Without Historical Data Handling, this Data View would display 2 records for id 001: one record from 8/16/2016 and one record from 8/17/2016. If however you were to use Historical Data Handling, setting Identity Field to id and Date Time Field to date, the Data View would only display 1 record, from 8/17/2016. This is because Historical Data Handling displays the most recent record for each Identity Field.

As your Data View executes over time, the most recent record for a chosen Identity Field may change. This setting can allow you to only display that record in Dashboards.

Use History Uniquing for Queries

This check box should be checked to enable historical data handling for every query that is performed on the Data View. If the check box is not checked, historical data handling will not be performed.

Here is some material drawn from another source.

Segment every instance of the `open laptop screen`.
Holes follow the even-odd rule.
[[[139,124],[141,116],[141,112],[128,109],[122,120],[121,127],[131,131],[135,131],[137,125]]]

Delete Duplicate Data After Load

Note: This setting is only available on the cloud edition of the product.

This setting allows you to delete any duplicate records in a Data View after the Data View loads. To utilize this feature, you first need to set an Identity Field for the Data View, so that each record within the Data View can be uniquely identified. Within the Delete Duplicate Data After Load field set, you will then need to specify a field to sort by and whether sorting should be performed in ascending or descending order.

When performing duplicate data deletion, the system will group all records by the chosen Identity Field(s), sort by the specified sort field and direction, and then retain the first record in each group.